Blockbuster Plans To Reorganize

Blockbuster logo
After filing for bankruptcy protection on Thursday, Blockbuster obtained approval on Friday to take a $20 million draw to allow it to reorganize its operations. It also obtained permission to continue paying employees and honoring customer reward programs.

In its Chapter 11 filings the company stated that a group of its bondholders had approved its proposed reorganization plans.  Under those plans, only senior bondholders will receive any recovery of their investment. They will get to swap debt for equity in the new organization. Stockholders and subordinated debtholders will see no return on their investments.

Stephen Karotkin, a lawyer for Blockbuster, said that with senior bondholder support, the company expects to be able to restructure and “ensure its long-term viability.”

Since 2001 Blockbuster has suffered more that $4 billion in losses and has closed hundreds of its retail stores.
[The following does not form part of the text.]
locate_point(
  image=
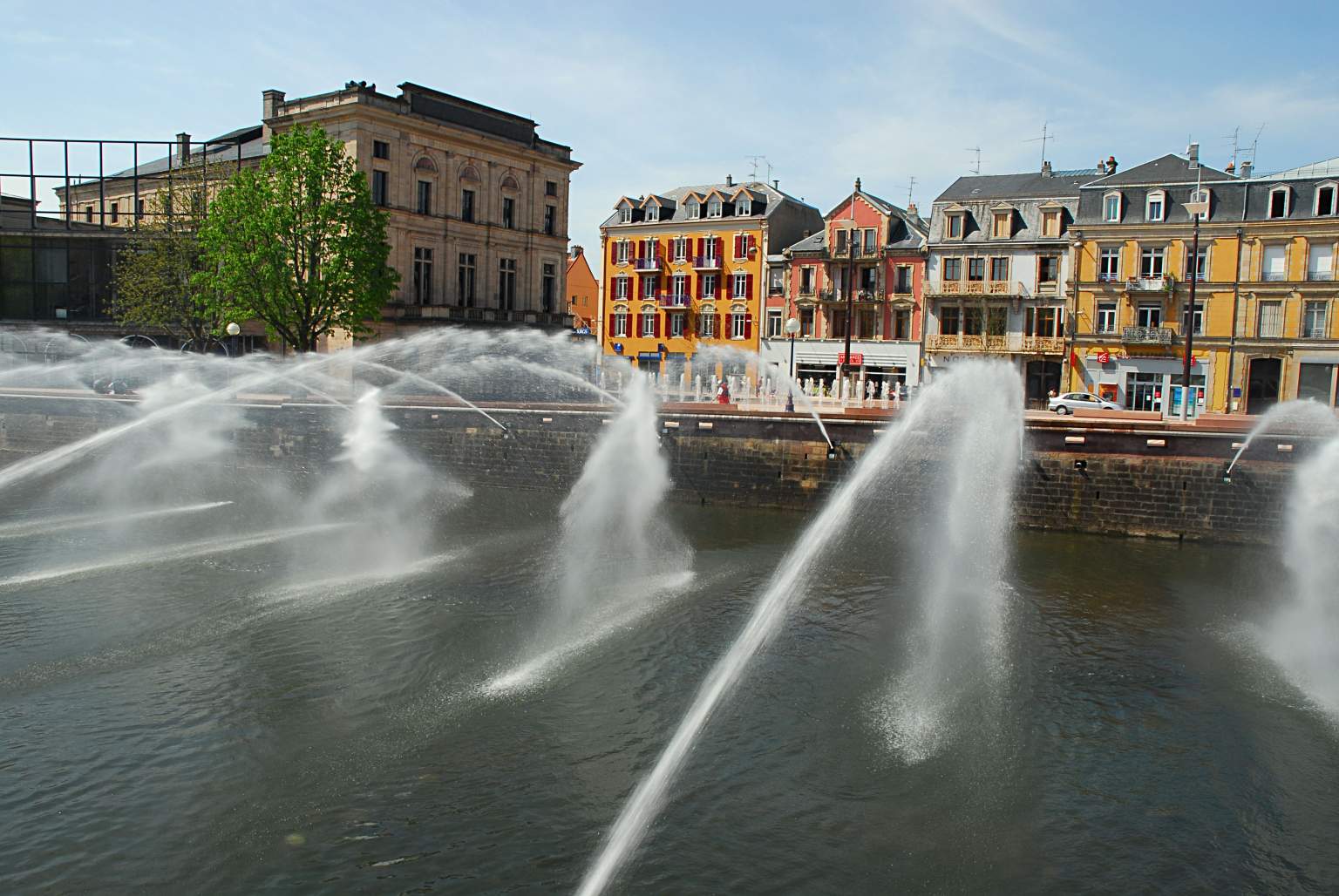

In early July, 2010, it was delisted from the New York Stock Exchange. In its Chapter 11 filing it listed assets worth $1.02 billion and debt of $1.46 billion.

However, Blockbuster is planning to focus on online rentals during its reorganization. Given that plan and the fact that Carl Icahn’s company, Icahn Capital LP, is a senior creditor, there is some hope that its restructuring might actually work. Icahn will hold about 1/3 of the bankruptcy bonds issued by the company.

Consequently, according to details of the loan approval, Icahn Capital LP will have a significant say in how the new company will be run. It will have the authority to choose two directors of its liking and, with the approval of Monarch Alternative Capital LP and other noteholders, it will get to select a third director as well.

Carl Icahn has been a long time investor in Blockbuster and has fought for several years to gain control of the board. This restructuring should give Icahn the chance he’s been waiting for to make some changes.